To further characterize the stromal proliferation, a panel of immunohistochemical stains is recommended. The follicular dendritic cell proliferative variant appears to be the only one with neoplastic potential, whereas the others tend to be more hyperplastic and indolent in their clinical course. The cases with predominance of angiomyoid overgrowth are less likely to recur or metastasize than cases with follicular dendritic cell proliferation .
The common site for stroma-rich cases has been the retroperitoneum [1, 2, 6], most likely due to the deep location and space for tumor to grow large sizes before causing symptoms. Cases with isolated angiomyoid proliferations most often occur in young female patients are more likely to occur in the retroperitoneum, typically manifest as slow growing lesions, and are considered hyperplastic as opposed to neoplastic. Most of these lesions are cured with complete surgical excision. No other treatments are typically recommended.
The clinical scenario in cases with follicular dendritic cell proliferations are quite different from the angiomyoid types as there have been reports showing clonality within the follicular dendritic cell proliferations  and are considered to be premalignancy or neoplastic. These have no sex predilection, occur in older patients and in a broad spectrum of locations, and are more likely to recur. Currently, CD with follicular dendritic cell proliferations is treated by surgical excision only. However, due to the neoplastic nature of the disease, other therapeutic options may be considered in patient’s refractory to surgical intervention.

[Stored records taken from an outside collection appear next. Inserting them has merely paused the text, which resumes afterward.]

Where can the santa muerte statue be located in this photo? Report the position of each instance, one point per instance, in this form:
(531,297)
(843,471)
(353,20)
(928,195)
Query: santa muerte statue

The present case is unique in the fact that it possessed a spectrum of morphology from classic “lollipop” appearance, to follicular dendritic, histiocytic reticulum cell and angiomyoid cell proliferation, residual normal lymphoid tissue, and recurred less than 5 years after initial surgical management. To the best of our knowledge, there has been only one other reported case of CD, stroma-rich with a mixed histologic type  and our case is the only case that showed rim of residual normal lymphoid tissue. The lack of cellular atypia, mitosis, significant MIB-1 positivity, and the well-circumscribed nature of the tumor in the present case argued against a sarcomatous lesion. There are two possible explanations for the appearance of the recurrent lesion. One is metastasis, with a clonal population of cells draining into the adjacent lymph node and expanding. The other possibility is de novo, where the tumor cells expand and push the normal tissue to the edge. As the recurrent lesion is adjacent to the previous site and there is a rim of residual normal lymphoid tissue, we favor the first possibility. The 5-year interval between the first and the second lesion indicates the indolent nature of the neoplasm.

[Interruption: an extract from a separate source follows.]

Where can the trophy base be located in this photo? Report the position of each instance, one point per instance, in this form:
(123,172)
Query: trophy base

The classic CD is rarely found in such large size probably due to their earlier detection and excision. The stroma-rich variant of HV-CD is commonly found in the retroperitoneal space where the lesion is difficult to detect, allowing it to grow large and present at a late stage. CD has been associated with follicular dendritic cell tumor/neoplasm. We believe classic HV-CD, stroma-rich variant with angiomyoid, or follicular dendritic proliferation and follicular dendritic cell tumor/neoplasm represent a spectrum of disease at different stages. Because of the uncertainty of the nature of this condition and its potential progression to a more aggressive entity, patients with stroma variant CD should be followed more closely by their surgeons and oncologists to evaluate for recurrence or metastasis.
Conflict of interest
The authors declare that they have no conflict of interest.